O que se ouve e lê por aí – que só os brancos escravizaram, que só os pretos foram escravos, que todas as obras do passado e as grandes metrópoles foram exclusivamente construídas com trabalho escravo, que a escravatura só acabou porque alguém obrigou os brancos foram obrigados a isso, etc. – é pura ignorância. A civilização indiana está culturalmente e socialmente estruturada em castas. Vamos destruir a cultura indiana? Ou erradicar o exemplo de Ghandi? Os gladiadores da Roma antiga eram escravos. Vamos destruir o Coliseu? Sólon, Sócrates, Platão e Aristóteles aprovaram a escravatura. Vamos apagá-los da história? E que devemos fazer com Karl Marx e Friedrich Engels, que discriminaram o lumpemproletariado?

Se a ignorância já alimenta o racismo, imaginem o efeito que terá no crescimento do(s) preconceito(s) aliada à manipulação? Se dúvidas existem, pensem na manipulação feita por Paul Joseph Goebbels e a máquina de propaganda nazista.

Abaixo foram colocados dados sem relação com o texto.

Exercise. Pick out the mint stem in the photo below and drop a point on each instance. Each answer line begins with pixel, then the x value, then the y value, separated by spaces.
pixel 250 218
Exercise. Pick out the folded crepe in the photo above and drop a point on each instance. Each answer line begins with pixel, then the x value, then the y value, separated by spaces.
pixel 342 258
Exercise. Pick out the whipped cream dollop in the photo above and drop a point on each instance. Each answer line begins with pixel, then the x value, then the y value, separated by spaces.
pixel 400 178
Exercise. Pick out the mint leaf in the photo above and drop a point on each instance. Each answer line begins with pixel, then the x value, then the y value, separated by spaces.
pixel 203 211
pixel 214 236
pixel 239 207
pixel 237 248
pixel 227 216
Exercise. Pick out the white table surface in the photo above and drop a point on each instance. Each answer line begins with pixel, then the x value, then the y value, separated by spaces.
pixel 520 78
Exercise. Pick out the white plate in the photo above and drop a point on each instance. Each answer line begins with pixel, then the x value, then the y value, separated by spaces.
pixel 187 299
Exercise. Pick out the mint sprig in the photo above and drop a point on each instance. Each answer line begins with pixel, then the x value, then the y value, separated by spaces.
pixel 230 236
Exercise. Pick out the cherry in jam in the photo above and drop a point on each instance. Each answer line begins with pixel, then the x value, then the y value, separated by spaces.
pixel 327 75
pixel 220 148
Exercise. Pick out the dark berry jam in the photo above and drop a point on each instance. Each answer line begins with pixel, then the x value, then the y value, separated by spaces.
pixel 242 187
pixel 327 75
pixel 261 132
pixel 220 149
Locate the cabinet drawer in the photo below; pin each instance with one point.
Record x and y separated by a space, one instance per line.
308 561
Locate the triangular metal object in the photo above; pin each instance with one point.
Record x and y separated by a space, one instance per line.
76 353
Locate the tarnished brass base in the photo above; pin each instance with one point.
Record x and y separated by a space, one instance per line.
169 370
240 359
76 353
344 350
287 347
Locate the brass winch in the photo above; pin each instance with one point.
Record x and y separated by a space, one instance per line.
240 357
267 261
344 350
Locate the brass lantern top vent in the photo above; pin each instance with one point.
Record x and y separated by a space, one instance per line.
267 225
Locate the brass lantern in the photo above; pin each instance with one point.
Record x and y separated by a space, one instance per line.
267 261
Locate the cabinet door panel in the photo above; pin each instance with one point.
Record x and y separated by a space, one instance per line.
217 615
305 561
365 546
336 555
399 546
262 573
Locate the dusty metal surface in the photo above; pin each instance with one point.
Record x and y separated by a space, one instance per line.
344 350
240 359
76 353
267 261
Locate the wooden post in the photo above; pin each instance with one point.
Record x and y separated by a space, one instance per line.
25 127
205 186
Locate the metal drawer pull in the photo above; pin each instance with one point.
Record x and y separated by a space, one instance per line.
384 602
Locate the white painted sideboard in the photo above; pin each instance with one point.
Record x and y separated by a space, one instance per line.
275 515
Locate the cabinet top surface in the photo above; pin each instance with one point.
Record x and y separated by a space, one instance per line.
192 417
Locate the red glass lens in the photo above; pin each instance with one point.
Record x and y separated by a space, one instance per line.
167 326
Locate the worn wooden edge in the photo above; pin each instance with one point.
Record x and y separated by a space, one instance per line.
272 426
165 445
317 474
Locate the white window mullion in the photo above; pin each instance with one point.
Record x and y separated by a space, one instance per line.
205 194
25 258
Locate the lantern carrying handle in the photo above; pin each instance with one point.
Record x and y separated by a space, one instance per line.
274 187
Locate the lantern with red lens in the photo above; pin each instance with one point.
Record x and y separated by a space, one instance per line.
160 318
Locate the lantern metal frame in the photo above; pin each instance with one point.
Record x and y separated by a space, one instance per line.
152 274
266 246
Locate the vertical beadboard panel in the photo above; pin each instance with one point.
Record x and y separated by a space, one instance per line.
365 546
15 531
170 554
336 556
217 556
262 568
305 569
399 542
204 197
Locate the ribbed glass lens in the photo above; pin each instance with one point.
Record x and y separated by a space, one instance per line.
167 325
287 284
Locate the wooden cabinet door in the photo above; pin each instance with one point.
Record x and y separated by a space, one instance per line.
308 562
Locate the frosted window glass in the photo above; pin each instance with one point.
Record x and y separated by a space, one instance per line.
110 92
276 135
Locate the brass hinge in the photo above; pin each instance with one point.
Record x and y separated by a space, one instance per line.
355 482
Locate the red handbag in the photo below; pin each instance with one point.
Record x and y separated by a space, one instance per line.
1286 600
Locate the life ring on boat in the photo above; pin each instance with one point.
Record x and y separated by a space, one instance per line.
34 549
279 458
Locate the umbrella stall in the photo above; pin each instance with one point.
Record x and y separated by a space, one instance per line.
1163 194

Mas não pensem que a propaganda foi um exclusivo nazi.

A 11/07 e a 21/07 de 2019, escrevi, com o Miguel Granja, sobre a instrumentalização política do preconceito, onde analisávamos a postura da esquerda perante o preconceito, denunciando a descarada e recorrente prática de manipulação política. A 8 de fevereiro deste ano, a respeito da banalização da autoridade e da retórica discursiva, abordei o comportamento de Mamadou Ba, referindo que o considerava curioso. Enquanto eu apenas via um homem ou uma pessoa, ele, ao olhar para mim, provavelmente, veria um branco. Em menos de 24 horas, Mamadou Ba acusava-me de ser “um racista engravatado”.

Há cerca de 20 anos participei num painel universitário onde se discutia o preconceito. Na altura, começava a ser notório o aproveitamento político que o BE em algumas temáticas. O preconceito era um desses temas. Nesse painel expressei o seguinte: Dizer que todos os brancos são racistas e tão estúpido como afirmar que todos os pretos são criminosos. Hoje acrescento que dizer que nenhum preto é racista é igualmente tão estupido como afirmar que nenhum branco é criminoso.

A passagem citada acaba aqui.